The interns & the law firm

Hundreds descend on Russell McVeagh

Hundreds of university students have marched on the offices of law firm Russell McVeagh to protest sexual harassment in the workplace.

Dressed in black as a symbol of solidarity with victims of sexual violence, the crowd snaked down Lambton Quay shouting chants such as: “Russell McVeagh, assaulting people is not OK”.

It follows a series of stories by Newsroom that revealed five summer clerks who were part of the 2015-2016 summer internship programme at Russell McVeagh made allegations ranging from sexual assault to rape against two of the firm’s lawyers.

Russell McVeagh’s office is in a high rise next to Midland Park, a popular lunch spot for Wellington CBD workers.

Many were stunned when the students arrived en masse and filled the park holding placards and shouting into loudspeakers.
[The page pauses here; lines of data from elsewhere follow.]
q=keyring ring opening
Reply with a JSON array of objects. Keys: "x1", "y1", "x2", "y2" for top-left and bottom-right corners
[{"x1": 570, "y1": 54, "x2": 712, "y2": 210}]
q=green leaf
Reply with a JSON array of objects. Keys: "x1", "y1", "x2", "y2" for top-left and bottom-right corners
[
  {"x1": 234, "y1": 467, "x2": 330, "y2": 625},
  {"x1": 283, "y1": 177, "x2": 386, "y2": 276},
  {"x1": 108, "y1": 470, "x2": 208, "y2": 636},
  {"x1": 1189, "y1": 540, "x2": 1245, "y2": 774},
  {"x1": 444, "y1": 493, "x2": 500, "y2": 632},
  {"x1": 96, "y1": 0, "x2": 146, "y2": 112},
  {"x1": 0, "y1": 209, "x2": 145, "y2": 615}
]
The rally was organised by Victoria University of Wellington’s Students’ Association, Law Students’ Society and Feminist Law Society.
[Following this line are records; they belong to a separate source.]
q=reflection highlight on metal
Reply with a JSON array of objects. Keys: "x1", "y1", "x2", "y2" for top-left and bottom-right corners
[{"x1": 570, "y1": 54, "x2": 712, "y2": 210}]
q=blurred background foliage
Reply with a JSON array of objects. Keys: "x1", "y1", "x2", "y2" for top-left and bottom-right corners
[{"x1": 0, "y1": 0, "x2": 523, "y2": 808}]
Beforehand the march received the blessing of the university’s vice-chancellor Grant Guilford, who told the crowd that the appalling incidents would hopefully lead to society working together to solve the problem.
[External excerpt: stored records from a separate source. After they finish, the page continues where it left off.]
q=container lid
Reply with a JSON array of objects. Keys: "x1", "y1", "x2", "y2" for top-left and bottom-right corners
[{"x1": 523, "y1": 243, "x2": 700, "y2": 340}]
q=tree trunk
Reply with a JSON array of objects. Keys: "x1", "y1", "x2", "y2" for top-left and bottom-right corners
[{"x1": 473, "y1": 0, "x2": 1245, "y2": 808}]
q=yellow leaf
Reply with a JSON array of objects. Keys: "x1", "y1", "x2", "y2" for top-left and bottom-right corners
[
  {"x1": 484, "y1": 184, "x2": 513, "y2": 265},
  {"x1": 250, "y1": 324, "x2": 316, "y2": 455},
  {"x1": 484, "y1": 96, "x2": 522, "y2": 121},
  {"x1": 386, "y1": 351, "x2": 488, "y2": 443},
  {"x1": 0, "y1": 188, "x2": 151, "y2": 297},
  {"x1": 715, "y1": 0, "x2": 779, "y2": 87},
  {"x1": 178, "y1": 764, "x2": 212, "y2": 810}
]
“Russell McVeagh is not the root of the problem, only its ugly face.”

He reiterated that the university would not be working with Russell McVeagh until the results of its internal inquiry were known.

Rally organisers are calling on the Government to also suspend any further Crown work with Russell McVeagh until after the inquiry.

Ella Hughes, one of the organisers, said everyone had known about the entrenched behaviour in the legal profession for years but nothing had been done.

Photo: Lynn Grieveson

“Russell McVeagh is not the root of the problem, only its ugly face.”

Steph Dyhrberg, convenor of the Wellington Women Lawyers’ Association, stirred the crowd with an impassioned speech.

She described not only the legal profession, but New Zealand itself, as existing on a bedrock of misogyny.

“Every time a woman speaks up and says ‘We are not being treated with sufficient respect in the workplace’ … there is a man or a chorus of men saying ‘Oh, can’t you take a joke’.”

She said the Association would offer full support to any woman with a complaint and encourage students to speak out when they entered the profession.

“You might not get a nice corner office in a place like this but speaking truth to power has built a very nice career for me.”